Le centre de transport Stinson de la STM : un immense bâtiment dont l’empreinte environnementale sera réduite au maximum. Au premier chef sur le plan de l’intégration.

Pour répondre aux objectifs de son Plan stratégique 2020, qui vise une croissance de l’achalandage de 40 % en 10 ans, soit 540 millions de déplacements, la Société de transport de Montréal (STM) devra bonifier son offre de service de plus de 30 %. Outre l’électrification de son réseau de surface, la démarche nécessitera notamment l’ajout de 420 bus à son parc, qui en compte actuellement 1 680, ainsi que de nouvelles infrastructures.

Et au nombre de ces infrastructures figurera une installation sans nulle autre pareille : le centre de transport Stinson. En chantier depuis la fin de 2011 dans l’arrondissement de Saint-Laurent, ce projet représente un investissement évalué à 165,2 millions de dollars, dont quelque 90 millions dévolus à la construction proprement dite. D’ici l’hiver 2013-2014, il se traduira par l’édification d’un immeuble de 38 400 mètres carrés, étalés en majeure partie sur un plancher.

« Le premier lot de travaux, qui est maintenant achevé, englobait la démolition sélective de trois bâtiments, la décontamination du site, la sécurisation du chantier, l’installation du système de drainage souterrain et la mise en place des fondations périmétriques. Le contrat pour le lot 2, qui portera sur la construction du bâtiment, sera octroyé d’ici la fin de cette année », souligne Jocelyn Leblanc, directeur de projets – Infrastructures réseau des bus, direction exécutive Projets majeurs à la STM.

Fruit d’une conception intégrée, il s’agira du premier centre de transport exclusivement à circulation interne de la STM. Pourvu de voies à son pourtour, il pourra accueillir 300 bus, dont 100 articulés, dans une aire de stationnement située au sud du bâtiment – environ le tiers de la superficie totale des lieux. Il comprendra aussi une zone dédiée aux ateliers de réparation et une autre aux baies de ravitaillement. En surplomb s’ajoutera une barre programmatique qui, arborant une toiture jaune, regroupera des bureaux, des aires de détente à ciel ouvert, des salles et des terrasses où les gens pourront prendre leurs repas ainsi que la salle des systèmes mécaniques.

Il va sans dire que l’implantation d’un bâtiment aussi étendu dans un milieu bâti, et devant de surcroît occuper la majeure partie du terrain lui étant destiné, ne coulait vraiment pas de source.
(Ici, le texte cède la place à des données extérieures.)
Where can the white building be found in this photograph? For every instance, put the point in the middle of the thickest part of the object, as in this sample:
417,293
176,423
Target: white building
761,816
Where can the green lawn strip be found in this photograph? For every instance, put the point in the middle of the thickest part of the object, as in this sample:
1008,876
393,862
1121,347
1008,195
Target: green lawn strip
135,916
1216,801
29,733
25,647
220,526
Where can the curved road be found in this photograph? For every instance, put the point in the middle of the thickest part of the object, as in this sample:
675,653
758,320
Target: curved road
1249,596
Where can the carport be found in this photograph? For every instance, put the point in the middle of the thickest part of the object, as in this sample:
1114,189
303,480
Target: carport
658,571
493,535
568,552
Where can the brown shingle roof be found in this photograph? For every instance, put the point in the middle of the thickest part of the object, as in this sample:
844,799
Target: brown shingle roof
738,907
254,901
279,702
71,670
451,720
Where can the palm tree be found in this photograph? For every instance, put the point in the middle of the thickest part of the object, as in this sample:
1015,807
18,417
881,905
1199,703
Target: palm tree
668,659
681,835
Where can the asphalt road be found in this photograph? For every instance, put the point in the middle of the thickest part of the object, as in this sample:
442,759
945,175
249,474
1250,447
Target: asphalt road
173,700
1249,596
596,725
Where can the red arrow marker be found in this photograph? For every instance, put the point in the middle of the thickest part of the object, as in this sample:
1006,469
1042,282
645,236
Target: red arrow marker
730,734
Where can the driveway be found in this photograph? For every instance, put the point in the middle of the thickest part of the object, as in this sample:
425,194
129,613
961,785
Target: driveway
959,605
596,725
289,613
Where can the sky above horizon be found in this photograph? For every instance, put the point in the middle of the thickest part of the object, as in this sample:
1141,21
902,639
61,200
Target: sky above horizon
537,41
Les différents acteurs associés à la conception du projet auront donc dû voir à l’intégrer de façon à favoriser son acceptation par le voisinage, tout en solutionnant les problématiques environnementales que présentait le site et en visant à réduire au maximum l’empreinte écologique des installations.

Autant de défis qui auront requis l’application de solutions des plus particulières. Comme la circulation des bus qui se fera majoritairement à l’intérieur pour réduire les inconvénients pour les résidents du secteur. Ou comme la toiture qui, pourvue d’un couvert végétal sur environ 25 % de sa surface, aura été traitée comme une cinquième façade pour agrémenter la vue des résidents des tours d’habitation qui avoisinent le site du côté nord.

C’est sans compter le chapelet de mesures durables préconisées pour la construction et l’exploitation du bâtiment, sur lequel la STM aspire à faire apposer la certification LEED-NC, niveau Or, du Conseil du bâtiment durable du Canada (CBDCa).

Verdir le site

L’aménagement écologique de l’immense site bordant la rue Stinson, au nord de l’autoroute métropolitaine, constituait l’un des grands enjeux du projet. À commencer par la nécessité de réhabiliter les sols, principalement contaminés aux hydrocarbures, et de démolir les bâtiments de type industriel léger qui se trouvaient sur les lieux. Dans ce dernier cas, soulignons que les éléments de maçonnerie auront notamment été récupérés et recyclés en granulats, matériel ayant par la suite servi à l’aménagement des sous-fondations des stationnements.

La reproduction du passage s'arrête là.